Code Quality Standards

Non-negotiable code quality standards. These are not preferences — they are requirements.

Testing Standards

The Testing Pyramid

Layer	What it Tests	Speed	Purpose
Unit Tests	Individual functions/components	Fast	TDD lives here. Catches logic errors early.
Integration Tests	Components working together	Medium	Catches connection and data flow issues.
E2E Tests	Full user flows	Slowest	Confirms the system does the thing.
Human Review	Visual correctness, UX	Manual	Irreducible quality judgment.

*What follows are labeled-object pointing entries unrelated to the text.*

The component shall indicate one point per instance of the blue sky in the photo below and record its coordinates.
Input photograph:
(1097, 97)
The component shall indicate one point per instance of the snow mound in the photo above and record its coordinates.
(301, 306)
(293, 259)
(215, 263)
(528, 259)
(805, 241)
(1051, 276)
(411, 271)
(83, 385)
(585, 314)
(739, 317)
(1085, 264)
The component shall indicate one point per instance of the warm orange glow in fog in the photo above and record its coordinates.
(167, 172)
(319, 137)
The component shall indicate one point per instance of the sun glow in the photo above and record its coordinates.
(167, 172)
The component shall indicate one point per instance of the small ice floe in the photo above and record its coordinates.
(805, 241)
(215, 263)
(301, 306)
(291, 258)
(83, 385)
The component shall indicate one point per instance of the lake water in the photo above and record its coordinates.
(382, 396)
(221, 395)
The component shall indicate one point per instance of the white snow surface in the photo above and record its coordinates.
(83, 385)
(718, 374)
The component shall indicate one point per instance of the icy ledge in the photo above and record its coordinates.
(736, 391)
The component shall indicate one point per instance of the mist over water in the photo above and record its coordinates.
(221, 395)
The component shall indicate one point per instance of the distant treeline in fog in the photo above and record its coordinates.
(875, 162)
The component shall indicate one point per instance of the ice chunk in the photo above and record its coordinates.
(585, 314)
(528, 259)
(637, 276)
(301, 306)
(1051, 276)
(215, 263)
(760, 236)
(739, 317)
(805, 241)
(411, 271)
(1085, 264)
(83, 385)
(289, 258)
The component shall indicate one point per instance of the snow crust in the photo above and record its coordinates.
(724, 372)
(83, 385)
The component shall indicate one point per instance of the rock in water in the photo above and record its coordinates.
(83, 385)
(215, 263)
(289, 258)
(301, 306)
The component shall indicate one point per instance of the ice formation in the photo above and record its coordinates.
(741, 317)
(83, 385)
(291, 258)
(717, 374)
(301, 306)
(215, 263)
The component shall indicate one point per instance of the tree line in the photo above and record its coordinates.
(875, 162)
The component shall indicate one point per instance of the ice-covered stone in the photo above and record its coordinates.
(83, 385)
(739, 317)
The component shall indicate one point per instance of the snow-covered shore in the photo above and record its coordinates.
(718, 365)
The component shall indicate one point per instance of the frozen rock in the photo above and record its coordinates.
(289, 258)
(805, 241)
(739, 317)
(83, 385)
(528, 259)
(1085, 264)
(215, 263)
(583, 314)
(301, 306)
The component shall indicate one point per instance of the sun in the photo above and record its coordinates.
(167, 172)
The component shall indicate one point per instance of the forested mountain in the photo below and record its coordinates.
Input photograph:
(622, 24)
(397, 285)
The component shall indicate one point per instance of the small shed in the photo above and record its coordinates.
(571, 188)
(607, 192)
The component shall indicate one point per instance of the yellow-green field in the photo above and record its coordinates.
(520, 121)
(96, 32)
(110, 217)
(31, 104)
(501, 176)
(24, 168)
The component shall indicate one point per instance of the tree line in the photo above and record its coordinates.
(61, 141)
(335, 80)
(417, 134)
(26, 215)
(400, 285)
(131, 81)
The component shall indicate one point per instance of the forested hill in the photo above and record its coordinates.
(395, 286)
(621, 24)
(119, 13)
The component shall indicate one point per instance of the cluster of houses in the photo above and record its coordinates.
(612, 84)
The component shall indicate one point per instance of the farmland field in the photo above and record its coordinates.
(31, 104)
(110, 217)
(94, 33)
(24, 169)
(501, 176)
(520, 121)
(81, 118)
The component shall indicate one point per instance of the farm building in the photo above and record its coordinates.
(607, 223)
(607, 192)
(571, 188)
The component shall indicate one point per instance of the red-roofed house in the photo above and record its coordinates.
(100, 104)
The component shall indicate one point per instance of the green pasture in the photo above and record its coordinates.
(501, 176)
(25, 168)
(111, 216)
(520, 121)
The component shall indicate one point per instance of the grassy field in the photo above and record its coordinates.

Test-Driven Development (TDD)

TDD is mandatory at the unit test level:

Tests are written BEFORE implementation — Never implement without a failing test first
Red -> Green -> Refactor is mandatory — No exceptions
Tests define behavior — Implementation serves tests
Small incremental steps — Tiny, safe changes over large speculative edits
Tests are the source of truth — If it's not tested, it doesn't work

When in doubt: Slow down, write the test, make the smallest possible change.

What Makes a Good Test

Structure every test as Arrange-Act-Assert:

python

def test_apply_discount_reduces_total():
    # Arrange — set up the scenario
    cart = Cart(items=[Item(price=100)])
    discount = Discount(percent=20)

    # Act — perform the action under test
    cart.apply_discount(discount)

    # Assert — verify the outcome
    assert cart.total == 80

One concept per test. If a test name has "and" in it, split it into two tests.

Name tests to describe behavior, not implementation:

Bad	Good
`test_calculate`	`test_calculate_total_sums_item_prices`
`test_error`	`test_negative_quantity_raises_validation_error`
`test_user_service`	`test_deactivated_user_cannot_place_order`

Tests must be:

Isolated — No test depends on another test's state or execution order
Deterministic — Same input, same result. No randomness, no clock dependency, no network calls.
Fast — Unit tests run in milliseconds. If they're slow, they're not unit tests.
Readable — A failing test name should tell you what broke without reading the test body

Unit Tests

Foundation of testing
Run in milliseconds
Test one function/component in isolation
Mock external dependencies, not internal logic

Integration Tests

Verify modules work together
Use test databases or containers, not mocks
Reset state between tests

E2E Tests

Critical user paths only
Keep the suite small and focused
Accept some flakiness, build in retries

Human Review

Does it work correctly?
Does it look right?
Does it feel good?
Is it accessible?

Code Structure

Early Returns Over Nesting

Guard clauses first. Flatten control flow.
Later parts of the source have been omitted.